Friday, October 31, 2008

Kant on the Ontological Argument

Kant claims the ontological argument is unsound because existence is not a predicate. Since existene is not "something' that can be part of our concept of a thing, it can not be part of our concept of God. Basically Kant thinks existence consists in the application of a concept to reality. He foreshadows the Russellian view of existence as a second order property.

My concern with Kant's critique lies in the relationship between two claims:

(1) Existence is not a real predicate

and


(2) Existence is not a first order property


I don't think (1) entails (2)

To be a "real predicate" is to be part of the concept of a thing. To be a property is to be part of a thing (or instantiated by the thing--the point is properties deal with reality, predicates with concepts)

Suppose there was a feature of reality that could not be part of the concept of a thing. Surely we cannot rule out a priori the possibility of such a property.

But how could such a property be known? if it is not part of the concept, how do we even thing about it?

My answer is to suggest that thinking by means of concepts is only one way to understand something. I can think of pain by means of a concept (i had a bad headache yesterday) OR I can think of pain by directly experiencing the pain. Only the former requires a concept.

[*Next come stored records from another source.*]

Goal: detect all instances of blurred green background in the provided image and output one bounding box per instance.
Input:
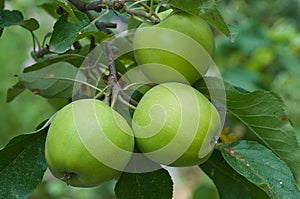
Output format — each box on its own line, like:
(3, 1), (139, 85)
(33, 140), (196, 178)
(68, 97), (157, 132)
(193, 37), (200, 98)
(0, 0), (300, 199)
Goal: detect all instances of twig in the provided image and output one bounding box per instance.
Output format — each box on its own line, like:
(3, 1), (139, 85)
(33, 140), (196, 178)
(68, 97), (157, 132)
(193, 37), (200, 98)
(104, 42), (121, 107)
(125, 8), (159, 24)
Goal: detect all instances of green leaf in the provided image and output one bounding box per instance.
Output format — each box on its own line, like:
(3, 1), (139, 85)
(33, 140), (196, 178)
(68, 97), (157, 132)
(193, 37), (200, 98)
(50, 12), (98, 53)
(0, 0), (5, 9)
(0, 124), (47, 199)
(0, 10), (23, 29)
(221, 140), (300, 199)
(199, 5), (233, 38)
(55, 0), (79, 23)
(0, 10), (39, 31)
(168, 0), (231, 37)
(115, 169), (173, 199)
(19, 62), (85, 98)
(19, 18), (40, 31)
(194, 78), (300, 175)
(23, 53), (86, 73)
(6, 82), (25, 102)
(200, 150), (269, 199)
(38, 2), (60, 19)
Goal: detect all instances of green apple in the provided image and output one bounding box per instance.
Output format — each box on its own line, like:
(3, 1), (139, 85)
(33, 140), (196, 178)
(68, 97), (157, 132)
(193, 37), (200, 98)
(132, 82), (221, 166)
(133, 11), (215, 84)
(45, 99), (134, 187)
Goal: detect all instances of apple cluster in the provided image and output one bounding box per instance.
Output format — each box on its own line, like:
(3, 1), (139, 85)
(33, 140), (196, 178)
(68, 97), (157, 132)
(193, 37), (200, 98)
(45, 11), (221, 187)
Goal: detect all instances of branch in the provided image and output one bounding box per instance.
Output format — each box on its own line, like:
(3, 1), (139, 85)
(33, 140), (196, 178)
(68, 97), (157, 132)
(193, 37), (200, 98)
(125, 8), (159, 24)
(104, 42), (121, 107)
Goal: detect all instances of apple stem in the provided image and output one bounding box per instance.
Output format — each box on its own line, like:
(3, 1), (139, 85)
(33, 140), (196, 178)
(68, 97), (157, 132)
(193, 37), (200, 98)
(104, 42), (121, 106)
(61, 171), (76, 185)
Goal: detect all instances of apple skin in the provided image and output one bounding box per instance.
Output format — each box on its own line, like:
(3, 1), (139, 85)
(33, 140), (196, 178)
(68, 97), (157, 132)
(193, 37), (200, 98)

I think that the cogito provides us with an example of a property being present phenomenologically, but which may, as Kant says, never be a part of our concept of something. When I know I exist, I know something about me intuitively, not by means of concepts. So I have reason to think that existence is a property even if Kant is right that existence is not a real predicate.

Another way of making the same point is to consider whether it is proper to think of consciousness as an object at all. Perhaps our concepts are limited to cognition of objects, but that which is aware of objects is of a radically different ontological kind.( compare Berkeley on notions and ideas.)